Tant plus...  (poème en prose) - quand je parlais à mes rêves
 
Il avait tant plu, ce septembre, qu'octobre était malheureux d'hésiter entre avril et décembre, et de ne pouvoir être aucun des deux. Il avait tant plu que les pentes, appliquées, se concentraient sur leur seul ouvrage, comme tirant la langue: acheminer toute cette eau vers la mer.

Il avait tant plu que l'air semblait vide, et m'appelait: reprends tes balades nocturnes, et ta flûte, rêve, chante; ainsi tu retardes l'hiver.

Il avait tant plu que le lac, apaisé sous la lune, n'osait plus que laper à petits coups de langue des vagues plates, en s'excusant déjà, comme un chien qui sait qu'il a désobéi.

Il avait tant plu que je n'avais plus rien à pleurer. Alors, je répondais; je promenais ma soif de vivre, et comme l'air je semblais vide, et me sentais à occuper, et t'appelais. Quels visages n'as-tu pas pris, quels fantasmes n'as-tu pas nourris... Que mon creux rencontre ton vide, et nous serons comblés.

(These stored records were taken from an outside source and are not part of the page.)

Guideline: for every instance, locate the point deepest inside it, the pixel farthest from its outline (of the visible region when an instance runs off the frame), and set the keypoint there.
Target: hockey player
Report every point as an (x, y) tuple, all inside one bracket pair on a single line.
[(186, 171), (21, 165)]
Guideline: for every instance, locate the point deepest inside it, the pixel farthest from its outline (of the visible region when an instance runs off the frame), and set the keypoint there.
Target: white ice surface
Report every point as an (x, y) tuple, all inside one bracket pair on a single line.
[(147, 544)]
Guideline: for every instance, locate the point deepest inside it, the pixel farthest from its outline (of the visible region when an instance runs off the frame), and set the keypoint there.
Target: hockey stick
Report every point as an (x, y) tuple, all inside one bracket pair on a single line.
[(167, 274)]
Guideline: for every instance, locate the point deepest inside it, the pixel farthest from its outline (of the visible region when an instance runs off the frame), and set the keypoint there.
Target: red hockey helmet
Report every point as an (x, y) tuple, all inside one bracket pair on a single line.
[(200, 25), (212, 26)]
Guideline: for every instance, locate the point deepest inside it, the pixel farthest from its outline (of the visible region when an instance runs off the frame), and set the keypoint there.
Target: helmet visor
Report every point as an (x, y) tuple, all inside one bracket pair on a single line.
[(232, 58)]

Je voudrais tant t'avoir plu, ce septembre. Malheureux d'hésiter entre amour et copain tendre, et de ne pouvoir être aucun des deux de façon permanente, et de ne vouloir être aucun des deux. Je voudrais tant t'avoir plu, ce septembre, maintenant que tu fais l'amour au soleil sans m'entendre - et que je ne t'ai plus...

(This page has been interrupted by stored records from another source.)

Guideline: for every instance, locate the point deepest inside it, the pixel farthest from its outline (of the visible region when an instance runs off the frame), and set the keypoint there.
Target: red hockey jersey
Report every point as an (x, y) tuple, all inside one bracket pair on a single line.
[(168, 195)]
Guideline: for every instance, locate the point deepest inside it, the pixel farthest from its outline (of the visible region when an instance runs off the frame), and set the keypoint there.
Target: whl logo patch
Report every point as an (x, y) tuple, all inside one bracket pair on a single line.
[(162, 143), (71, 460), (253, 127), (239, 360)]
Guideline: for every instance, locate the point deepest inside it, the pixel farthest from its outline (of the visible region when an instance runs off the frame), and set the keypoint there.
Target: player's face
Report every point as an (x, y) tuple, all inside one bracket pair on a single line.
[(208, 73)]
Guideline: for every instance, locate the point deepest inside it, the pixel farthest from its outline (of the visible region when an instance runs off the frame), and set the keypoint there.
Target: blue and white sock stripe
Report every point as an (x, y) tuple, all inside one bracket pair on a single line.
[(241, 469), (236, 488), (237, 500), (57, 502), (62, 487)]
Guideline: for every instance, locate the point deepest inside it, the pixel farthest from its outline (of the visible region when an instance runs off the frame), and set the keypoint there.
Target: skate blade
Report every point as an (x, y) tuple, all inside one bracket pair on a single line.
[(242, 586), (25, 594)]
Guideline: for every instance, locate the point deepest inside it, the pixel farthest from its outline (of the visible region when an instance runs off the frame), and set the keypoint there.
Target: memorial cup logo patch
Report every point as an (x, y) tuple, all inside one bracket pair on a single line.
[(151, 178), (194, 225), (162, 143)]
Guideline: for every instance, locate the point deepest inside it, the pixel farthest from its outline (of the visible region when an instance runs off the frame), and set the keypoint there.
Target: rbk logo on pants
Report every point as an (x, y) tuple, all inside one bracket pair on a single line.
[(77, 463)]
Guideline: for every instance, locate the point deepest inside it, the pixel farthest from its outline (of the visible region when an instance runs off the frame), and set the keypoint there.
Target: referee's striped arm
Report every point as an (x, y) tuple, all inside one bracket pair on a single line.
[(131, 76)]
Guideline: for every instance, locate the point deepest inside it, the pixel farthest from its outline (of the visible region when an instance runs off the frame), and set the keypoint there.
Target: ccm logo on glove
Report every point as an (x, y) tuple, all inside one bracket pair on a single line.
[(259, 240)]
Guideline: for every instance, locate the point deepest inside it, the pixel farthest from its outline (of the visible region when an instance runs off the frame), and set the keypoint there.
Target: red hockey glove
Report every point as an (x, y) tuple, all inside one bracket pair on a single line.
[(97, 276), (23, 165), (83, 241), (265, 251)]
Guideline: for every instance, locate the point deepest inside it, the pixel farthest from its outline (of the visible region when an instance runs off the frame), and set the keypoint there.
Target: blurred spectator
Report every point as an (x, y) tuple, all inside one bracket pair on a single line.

Il avait tant plu, ce septembre, que je croyais que du ciel plus rien d'autre ne pouvait m'arriver. Il avait tant plu, j'avais tant besoin d'amitié, de présence, d'affection partagée...
      
                               *                                 *

On était en automne, et l'année déjà lasse. Tirait le poids de sentiments qu'on n'osait effleurer des doigts, de peur qu'ils ne s'écrasent. Ou nous emmènent avec, au fond de la forêt qu'estompe le brouillard ouaté où tout se mélange et s'efface. On était en automne, et tout était mal sec. La Broye volumineuse aux affluents nuages recouvrait nos champs bas - et nos désirs malplats.

On en était aux pommes, et moi j'étais sans âge. Jusqu'à ne plus savoir pourquoi j'en parlais au passé. Pas vieux, non, et pas non plus désespéré. Peut-être juste voilé par la pénombre d'un doute. Peut-être entrevoyant l'infini quelque part, là-devant. Et ça déroute. Et ça fait mal. On aurait tant besoin de certitudes, et pas d'étoiles.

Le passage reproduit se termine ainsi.